New Jersey prosecutors say Steven Brigham defied an order to cut ties with his abortion clinics after he lost his medical license. Now, he may be cut out.

Steven Brigham (left) at his medical license revocation hearing in October 2014. His medical director, Vikram Kaji, 82, has now lost his license.
Steven Brigham (left) at his medical license revocation hearing in October 2014. His medical director, Vikram Kaji, 82, has now lost his license.Read moreMarie McCullough/staff

The 82-year-old, physically and mentally impaired physician who has headed a chain of abortion clinics in New Jersey has agreed to sell the facilities as part of the revocation of his medical license.

Vikram Kaji lost his license in January when an administrative judge declared him incompetent to practice medicine because of his stroke-related disabilities.

Kaji’s agreement with the New Jersey Board of Medical Examiners, issued as a consent order Wednesday, also may enable regulators to remove the founder of the seven clinics, Steven C. Brigham, 62.

More than four years ago, the board ordered Brigham to divest his interests in the clinics when it took away his medical license — the last of six he once held — for illegally performing dangerous late-term abortions. Instead, Brigham transferred ownership for no money to medical director Kaji, who then hired Brigham to manage the clinics.

The state attorney general alleged the transfer was a sham designed to keep Brigham in control and profiting from the business.

Kaji’s agreement requires that he sell the clinics to a licensed physician within 60 days, then submit to the board “copies of the contract of sale and any management contract.”

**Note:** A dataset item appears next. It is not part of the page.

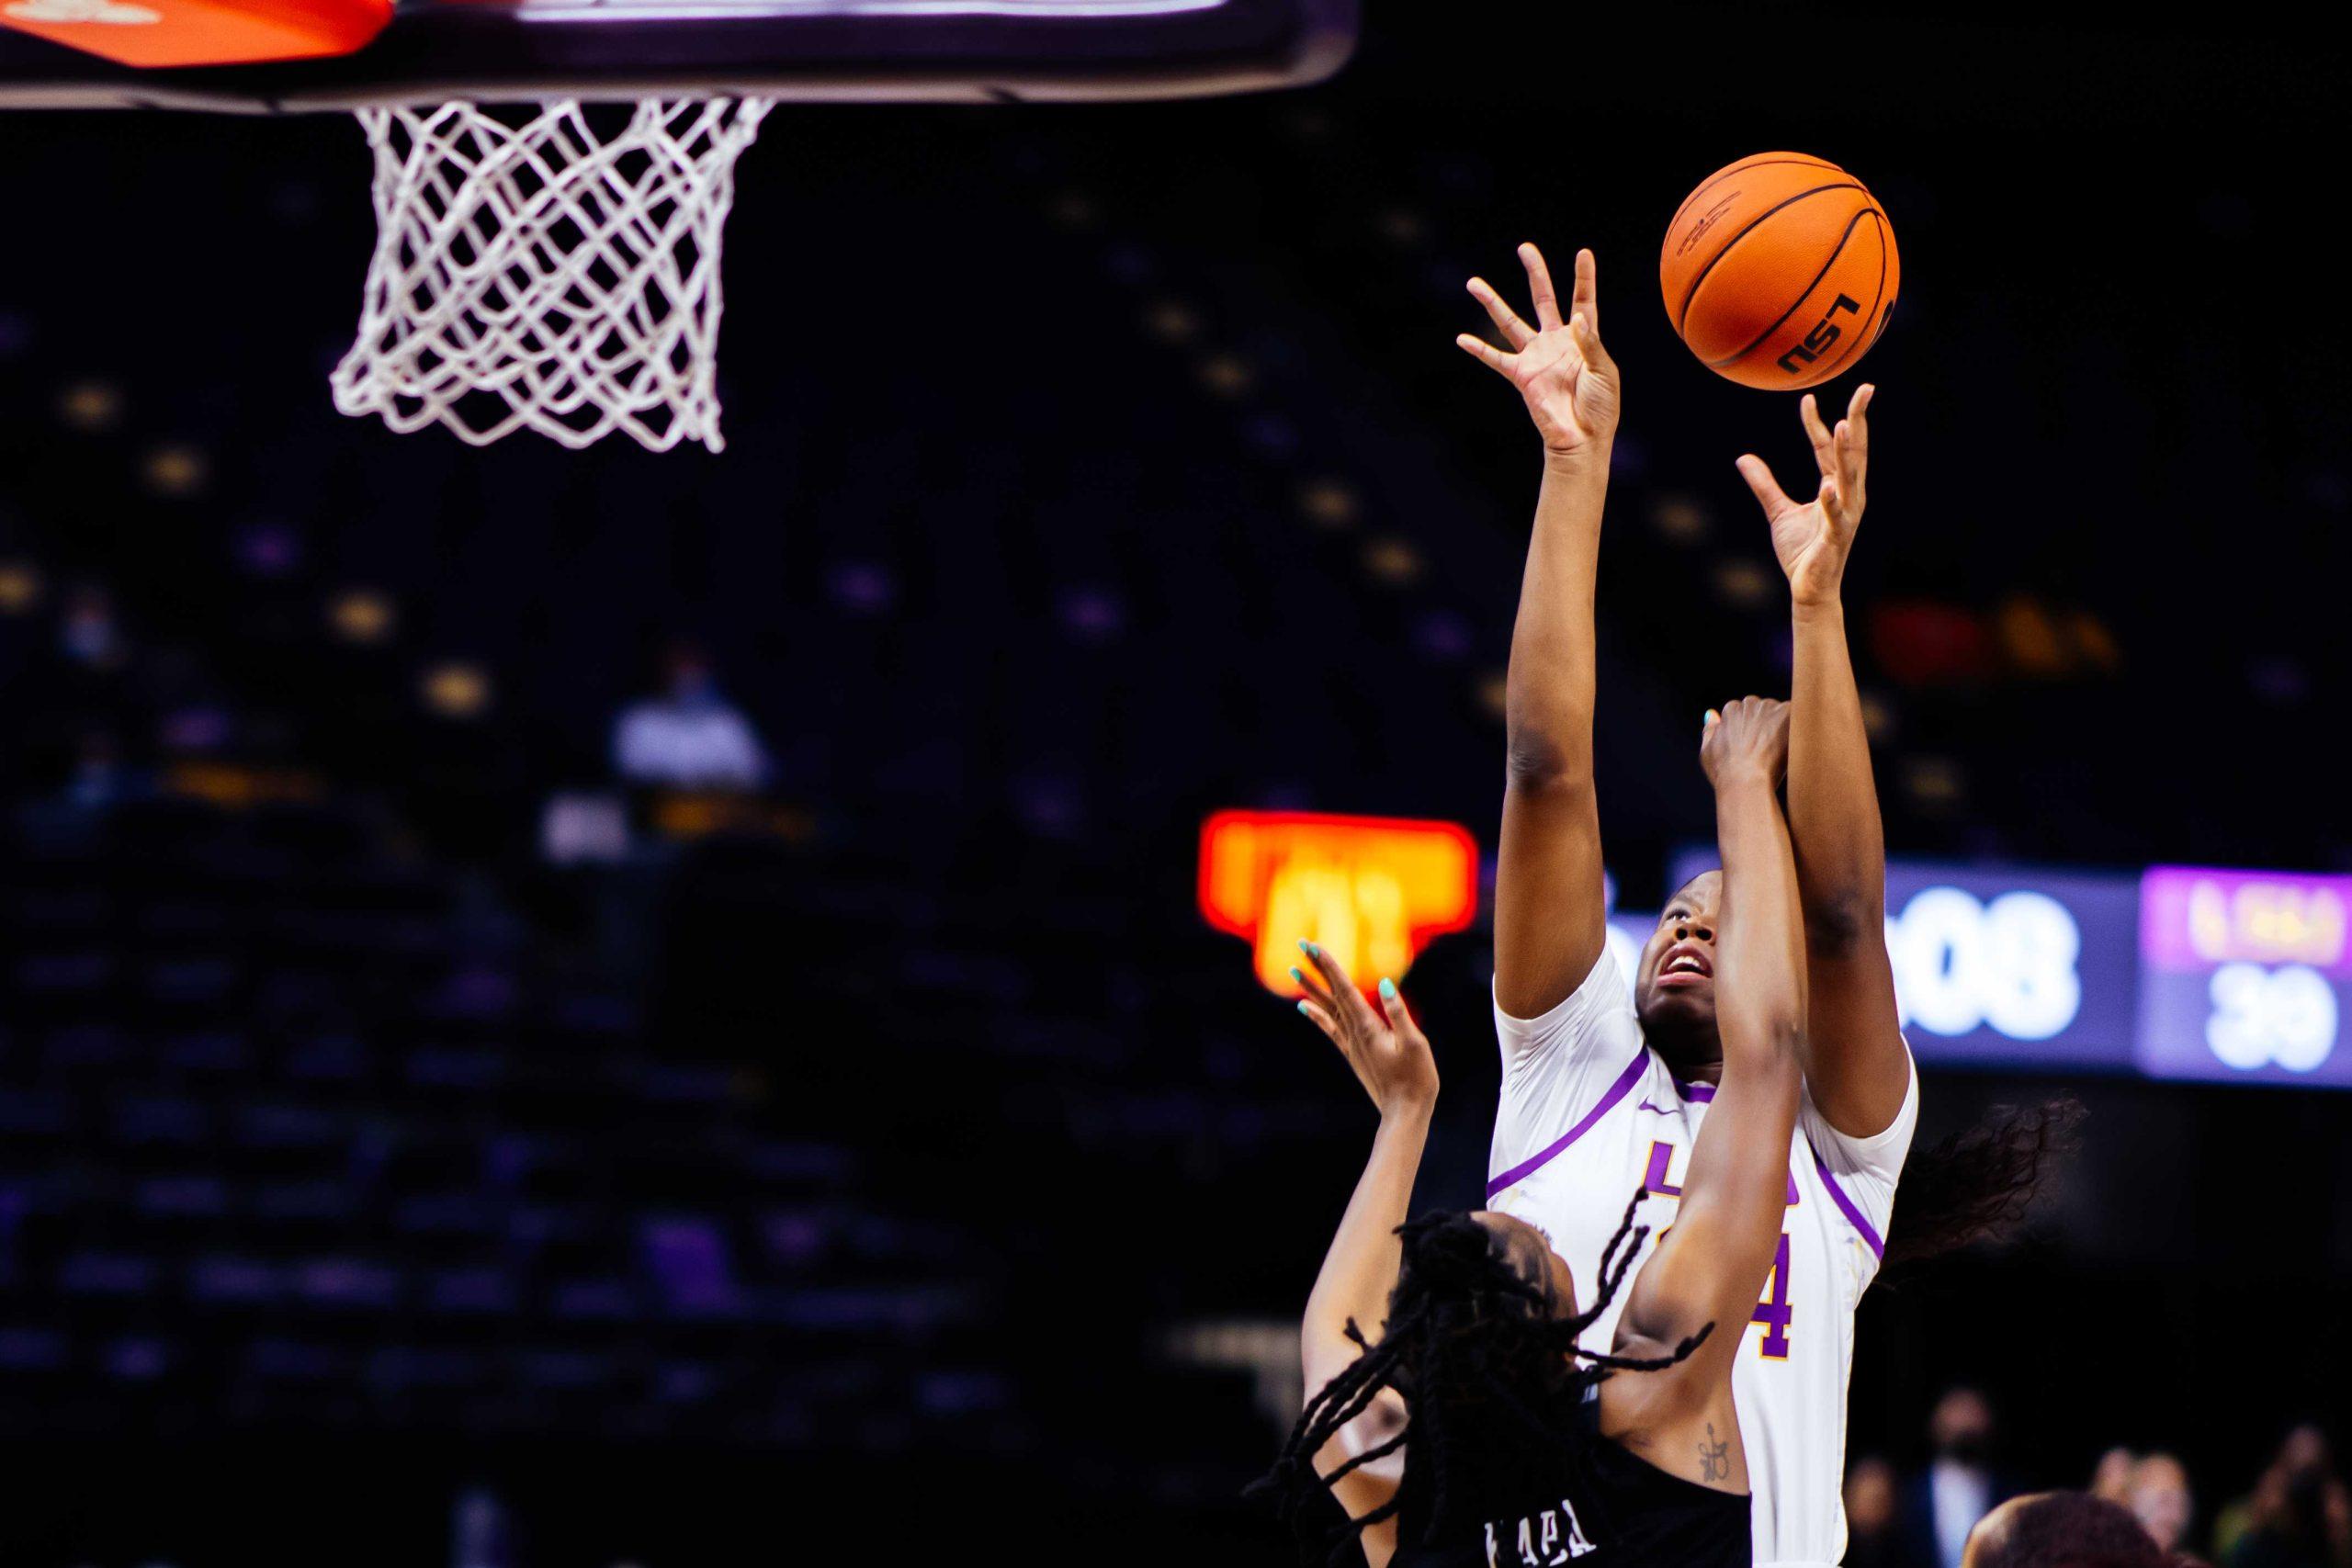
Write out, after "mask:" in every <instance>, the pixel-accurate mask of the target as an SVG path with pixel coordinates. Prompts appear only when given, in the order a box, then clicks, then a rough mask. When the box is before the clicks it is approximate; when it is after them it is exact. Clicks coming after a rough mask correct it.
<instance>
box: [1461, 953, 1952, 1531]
mask: <svg viewBox="0 0 2352 1568" xmlns="http://www.w3.org/2000/svg"><path fill="white" fill-rule="evenodd" d="M1494 1023H1496V1034H1501V1041H1503V1103H1501V1107H1498V1110H1496V1119H1494V1150H1491V1154H1489V1157H1486V1206H1489V1208H1498V1211H1503V1213H1510V1215H1517V1218H1522V1220H1526V1222H1529V1225H1536V1227H1538V1229H1543V1232H1545V1234H1548V1237H1550V1239H1552V1248H1555V1251H1557V1253H1559V1255H1562V1258H1564V1260H1566V1262H1569V1267H1571V1269H1573V1272H1576V1288H1578V1293H1581V1295H1583V1293H1590V1291H1592V1286H1595V1279H1597V1274H1599V1258H1602V1248H1604V1246H1606V1244H1609V1237H1611V1234H1616V1227H1618V1222H1621V1220H1623V1215H1625V1204H1628V1201H1630V1199H1632V1194H1635V1192H1637V1190H1639V1192H1642V1194H1644V1197H1642V1208H1639V1215H1637V1222H1642V1225H1649V1232H1651V1234H1649V1241H1646V1244H1644V1251H1642V1258H1644V1260H1646V1255H1649V1251H1653V1248H1656V1241H1658V1234H1661V1232H1663V1229H1665V1227H1668V1225H1670V1222H1672V1218H1675V1199H1679V1197H1682V1178H1684V1173H1686V1171H1689V1164H1691V1140H1693V1138H1696V1135H1698V1124H1700V1119H1703V1117H1705V1110H1708V1100H1712V1098H1715V1088H1712V1086H1710V1084H1679V1081H1677V1079H1675V1074H1672V1072H1668V1067H1665V1060H1663V1058H1661V1056H1658V1053H1656V1051H1651V1048H1649V1044H1646V1041H1644V1039H1642V1025H1639V1020H1637V1018H1635V1011H1632V999H1630V990H1628V983H1625V971H1623V969H1621V966H1618V959H1616V957H1613V954H1609V952H1602V957H1599V961H1597V964H1595V966H1592V973H1590V976H1588V978H1585V983H1583V985H1578V987H1576V994H1573V997H1569V999H1566V1001H1562V1004H1559V1006H1555V1009H1552V1011H1550V1013H1545V1016H1543V1018H1529V1020H1522V1018H1510V1016H1508V1013H1503V1009H1501V1006H1496V1013H1494ZM1917 1121H1919V1072H1917V1067H1915V1070H1912V1079H1910V1091H1907V1093H1905V1095H1903V1110H1900V1112H1898V1114H1896V1119H1893V1124H1891V1126H1889V1128H1886V1131H1882V1133H1879V1135H1875V1138H1846V1135H1844V1133H1839V1131H1837V1128H1832V1126H1830V1124H1828V1121H1825V1119H1823V1117H1820V1112H1816V1110H1813V1100H1811V1095H1806V1098H1804V1100H1799V1105H1797V1133H1795V1138H1792V1140H1790V1182H1788V1222H1785V1227H1783V1232H1780V1251H1778V1258H1776V1260H1773V1269H1771V1279H1766V1281H1764V1295H1762V1300H1759V1302H1757V1309H1755V1316H1752V1319H1750V1324H1748V1333H1745V1338H1743V1340H1740V1354H1738V1361H1736V1363H1733V1371H1731V1399H1733V1403H1736V1406H1738V1420H1740V1443H1743V1446H1745V1448H1748V1481H1750V1490H1752V1495H1755V1505H1752V1514H1750V1516H1752V1521H1755V1561H1757V1568H1766V1566H1769V1563H1785V1566H1795V1563H1804V1566H1828V1563H1837V1561H1839V1559H1842V1556H1844V1552H1846V1507H1844V1497H1842V1483H1844V1472H1846V1378H1849V1375H1851V1371H1853V1307H1856V1305H1858V1302H1860V1300H1863V1291H1865V1288H1867V1286H1870V1281H1872V1276H1875V1274H1877V1272H1879V1258H1882V1255H1884V1251H1886V1244H1884V1237H1886V1220H1889V1215H1891V1213H1893V1201H1896V1175H1898V1173H1900V1168H1903V1154H1905V1152H1907V1150H1910V1140H1912V1128H1915V1124H1917ZM1639 1267H1642V1260H1637V1262H1635V1269H1639ZM1625 1281H1628V1288H1625V1291H1621V1293H1618V1298H1616V1300H1613V1302H1611V1305H1609V1309H1606V1312H1604V1314H1602V1316H1599V1319H1597V1321H1595V1324H1592V1328H1588V1331H1585V1335H1583V1342H1585V1347H1588V1349H1609V1342H1611V1335H1613V1333H1616V1319H1618V1312H1621V1309H1623V1307H1625V1295H1628V1293H1630V1286H1632V1274H1630V1272H1628V1274H1625ZM1588 1300H1590V1295H1588Z"/></svg>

Joseph Gorrell, the lawyer representing Kaji and Brigham, declined to comment.

The seven New Jersey clinics are part of Brigham’s multistate, Voorhees-based abortion network, advertised as American Women’s Services.

Public records and media reports going back to the early 1990s — when Brigham launched his abortion practice in Wyomissing, Pa. — have documented his history of trouble with regulators, tax collectors, landlords, creditors, and criminal prosecutors in Maryland.

He has testified that he is in financial straits. He owed almost $500,000 to the Internal Revenue Service for not paying employee taxes when he lost his New Jersey license. He has yet to pay any of the $561,000 in penalties and prosecution costs that the state imposed in connection with the revocation of his medical license.